LAHORE: The PTI Friday accepted that it had received funds from Pakistani businessman Arif Naqvi’s Wootton Cricket Ltd — a Cayman Islands-incorporated company — after a foreign publication reported that its donations were of foreign origin.
“All the records [related to those transactions] are available,” PTI Central Deputy Secretary Information Farrukh Habib told a press conference after a Financial Times report revealed that Naqvi “transferred three instalments directly to the PTI in 2013 adding up to a total of $2.12m” — which were of foreign origin.
The PTI leader said that there was no case against Naqvi or his Abraaj Group in 2012 and that the businessman had given £20 million to PML-N supremo Nawaz Sharif and his brother, Prime Minister Shehbaz Sharif, in “bribes”.
In his press conference Friday, Farrukh Habib said that a “media trial” is conducted against the party every now and then related to foreign funding.
“The case against PTI is not related to foreign funding, rather it is of prohibited funding […] foreign funds are used for working against an incumbent government; that’s not the case here,” he said.
He said that his party laid the foundation of funding in Pakistan.
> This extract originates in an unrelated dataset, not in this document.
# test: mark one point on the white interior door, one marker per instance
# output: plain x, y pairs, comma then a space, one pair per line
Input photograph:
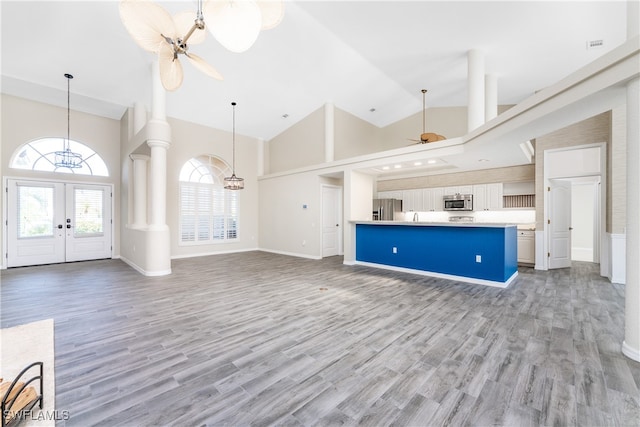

He added that overseas Pakistanis send $32 billion annually to the country and they also donate them to PTI.
He reiterated that the verdicts of PTI, PPP, and PML-N’s foreign funding cases be issued on the same date as he demanded that the ECP demonstrate responsible behaviour.
The PTI leader claimed that the PML-N hid 112 accounts from the election commission, PPP hid 11 and did not give records of Rs3.6 million to the ECP.